See docs/roadmap.md for v2/v3 scope and entry criteria.
| Tool | Open source | pip install | Action record | WIMSE-aligned | Developer-first |
|---|---|---|---|---|---|
| AgentLedger | ✅ | ✅ | ✅ | ✅ | ✅ |
| Prefactor | ❌ | ❌ | ✅ | ✅ | ❌ (enterprise) |
| KYA-OS | ✅ | ✅ | ✅ | ✅ | |
| FinMCP inline | ✅ | N/A | ✅ | ❌ | ✅ (one server) |
| Command | What it does | Exit code |
|---|---|---|
agentledger init |
Scaffold agentledger.yaml + working agent_example.py |
0 |
agentledger report [--log PATH] [--format terminal|html] |
Summarize the proof log | 0 always (informational) |
agentledger verify <proof_id> [--log PATH] |
Verdict for one proof | 1 if violations recorded |
agentledger chain [--log PATH] |
Verify hash-chain integrity | 1 if tampered |
If agentrace-llm is installed,
AgentLedger automatically attaches proof metadata (agentledger.proof_id,
agentledger.tool, agentledger.within_delegation, ...) to the active TraceForge
span.

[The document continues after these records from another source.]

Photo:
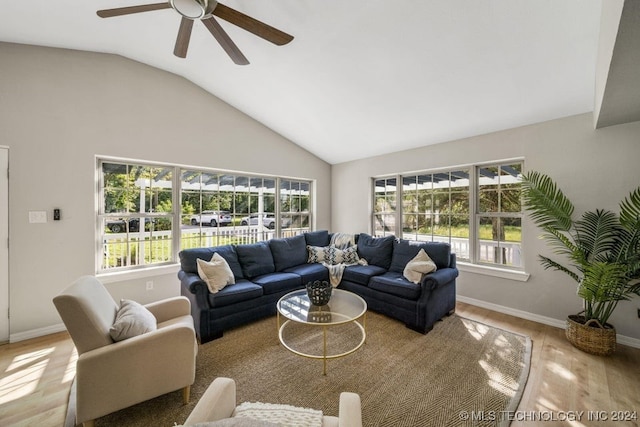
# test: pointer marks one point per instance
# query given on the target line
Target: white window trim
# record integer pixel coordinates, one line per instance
(172, 266)
(474, 265)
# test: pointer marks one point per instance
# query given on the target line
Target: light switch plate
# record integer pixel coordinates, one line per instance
(36, 217)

If it isn't installed, enrichment is a silent no-op (a one-time warning
makes the no-op discoverable). Zero configuration required.
pip install "agentledger-llm[traceforge]"Hash-chain integrity proves the proof log has not been tampered with after recording — and only while the log is read-only or externally anchored; an attacker with write access to the log can rewrite the whole chain. It does not prove actions were authorized at execution time by a cryptographically verified agent identity. Input/output digests are tamper-evidence, not confidentiality — low-entropy inputs can be recovered by guessing, so treat proof logs as sensitive. For cryptographic identity binding you need SPIFFE/SPIRE + AgentLedger v2. See docs/wimse-alignment.md.
See CHANGELOG.md for release history.